How can the Shaagas Aryeh just blow away a Yerushalmi and a Pirkei D'Rebbi Eliezer? "Just agadeta:"? It seems to be a little too dismissive, even by Shaagas Aryeh standards.
And this is how we come to the Kodshim part of this discussion.
The next part is succinct, but I think it's clear enough.
- Machtzis Hashekel provided the money from which community Korbanos were purchased.
- Women aren't chayav in Machtzis Hashekel.
- The Korban Musaf of Rosh Chodesh is a community Korban that is commemorated in Tefillas Musaf.
- Reb Akiva Eiger (Tshuvos 9 and OC 106) says that because women are not participants in the Korban Mussaf, they are not chayav to daven musaf. Unlike Shacharis and Mincha, Tefillas Musaf focuses exclusively on the Korban Musaf, and should only be said by a person who is chayav to participate in the Korban Mussaf. (This is also the opinion of the Tzlach in Brachos 26a, the beginning of the fourth perek, but for a different reason- because the davening of musaf is a zman grama and is not rachami, see Brachos 20b.)
- Additionally, some achronim (like the Steipler in Zvachim #3) say that all the Korbanos Tzibbur are zman grama and so women are doubly pattur from Korbanos Tzibbur.
- According to the Rambam (Sefer Hamitzvos) that the purpose of the chiyuv of building the Mishkan/Mikdash is to make it possible to do the Avodah, and if you say that their ptur from machtzis hashekel means they're unconnected to the primary avodah, the Avodas Korbanos Tzibur, why are women chayav to participate in the building of the mishkan (Rambam 1 Beis Habechira 12 and Minchas Chinuch 95:18)?
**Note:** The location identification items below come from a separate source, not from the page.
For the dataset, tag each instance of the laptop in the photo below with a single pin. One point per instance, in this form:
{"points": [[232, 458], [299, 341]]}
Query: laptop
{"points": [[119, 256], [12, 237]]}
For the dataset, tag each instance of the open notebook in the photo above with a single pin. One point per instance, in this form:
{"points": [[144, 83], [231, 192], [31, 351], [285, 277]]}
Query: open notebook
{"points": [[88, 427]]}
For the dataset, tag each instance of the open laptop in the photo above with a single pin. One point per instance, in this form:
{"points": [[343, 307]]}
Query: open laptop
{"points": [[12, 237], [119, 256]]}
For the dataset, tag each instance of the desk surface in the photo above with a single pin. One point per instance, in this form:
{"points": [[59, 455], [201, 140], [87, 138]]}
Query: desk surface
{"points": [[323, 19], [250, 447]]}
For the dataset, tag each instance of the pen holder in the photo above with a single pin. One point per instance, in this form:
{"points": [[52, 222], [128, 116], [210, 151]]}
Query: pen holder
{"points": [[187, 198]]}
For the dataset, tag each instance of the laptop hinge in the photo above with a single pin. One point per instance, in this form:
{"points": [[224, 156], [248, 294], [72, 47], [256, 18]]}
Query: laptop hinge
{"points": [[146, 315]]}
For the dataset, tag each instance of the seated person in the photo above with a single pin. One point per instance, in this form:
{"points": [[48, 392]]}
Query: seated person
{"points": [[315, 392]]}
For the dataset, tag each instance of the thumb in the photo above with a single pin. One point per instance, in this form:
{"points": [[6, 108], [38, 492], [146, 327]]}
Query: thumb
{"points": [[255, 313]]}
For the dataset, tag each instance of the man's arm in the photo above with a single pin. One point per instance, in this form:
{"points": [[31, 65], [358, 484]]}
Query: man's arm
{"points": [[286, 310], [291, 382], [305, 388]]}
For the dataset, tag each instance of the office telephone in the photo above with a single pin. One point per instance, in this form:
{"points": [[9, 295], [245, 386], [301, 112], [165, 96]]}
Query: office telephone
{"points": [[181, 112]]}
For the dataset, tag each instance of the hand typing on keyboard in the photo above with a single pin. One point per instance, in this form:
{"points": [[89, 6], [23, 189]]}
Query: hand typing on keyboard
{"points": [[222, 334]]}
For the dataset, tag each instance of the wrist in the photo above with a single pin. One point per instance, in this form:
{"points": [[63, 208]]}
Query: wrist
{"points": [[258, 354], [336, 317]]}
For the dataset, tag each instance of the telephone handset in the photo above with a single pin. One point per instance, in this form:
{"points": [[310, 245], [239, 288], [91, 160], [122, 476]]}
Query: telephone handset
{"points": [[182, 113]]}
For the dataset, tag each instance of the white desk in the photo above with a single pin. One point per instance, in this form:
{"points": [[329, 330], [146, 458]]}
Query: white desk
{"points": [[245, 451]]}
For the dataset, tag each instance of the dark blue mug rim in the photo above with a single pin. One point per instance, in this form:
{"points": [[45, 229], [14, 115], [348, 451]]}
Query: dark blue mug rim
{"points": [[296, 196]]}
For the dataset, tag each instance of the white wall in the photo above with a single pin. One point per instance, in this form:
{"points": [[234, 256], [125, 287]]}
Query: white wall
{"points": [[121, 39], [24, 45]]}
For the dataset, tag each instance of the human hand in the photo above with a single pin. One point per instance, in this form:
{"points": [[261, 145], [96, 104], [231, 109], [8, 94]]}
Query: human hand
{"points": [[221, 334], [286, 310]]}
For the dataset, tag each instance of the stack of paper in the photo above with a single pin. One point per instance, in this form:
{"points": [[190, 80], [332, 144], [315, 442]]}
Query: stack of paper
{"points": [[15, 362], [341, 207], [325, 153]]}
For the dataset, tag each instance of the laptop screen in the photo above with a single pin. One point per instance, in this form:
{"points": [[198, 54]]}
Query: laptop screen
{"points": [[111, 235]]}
If Mishkan= avodah, and women are pattur from avodah, then they should be pattur from Mishkan! Does it make sense that they should be pattur from the mitzvah and be chayav in the 'machshir'?
- The question arises only because of a failure to understand an enormous and fundamental conceptual difference of Avodas Hashem between women and men. The whole life story of women is that their greatest zechus is in supporting and enabling types of Avodas Hashem and mitzvos that they themselves are not chayav to do, like limud hatorah (hani nashi b'mai zachyan in Brachos 17a and Tshuvos Rashbash 324). This concept is emphasized in what they did in donating their jewelry to the mishkan.
- So for men, the Yomtov aspect of Rosh Chodesh stems from the Korban Musaf, as I said above from the Shaagas Aryeh, based on the first Tosfos in Makom She'nahagu, that the day that your special korban is brought is a Yomtov for you. For women, it can't stem from there, because they're pattur from the Mussaf. So their din Yomtov stems not from the Korban, but from their love for the mitzva of building the Mishkan, from their enthusiasm for seeing to it that a mitzvah gets done even when they themselves were not chayav to do the mitzvah.
- So for men, with the Churban Habayis and bittul of the korban, no more issur melacha. For the women, the yomtov was given without tna'im.
- Or, it is the men's nature of supporting the eigel that caused the churban. As far as women are concerned, we would still have the Beis Hamikdash, so the ptur melacha that stems from the Korban Musaf still applies.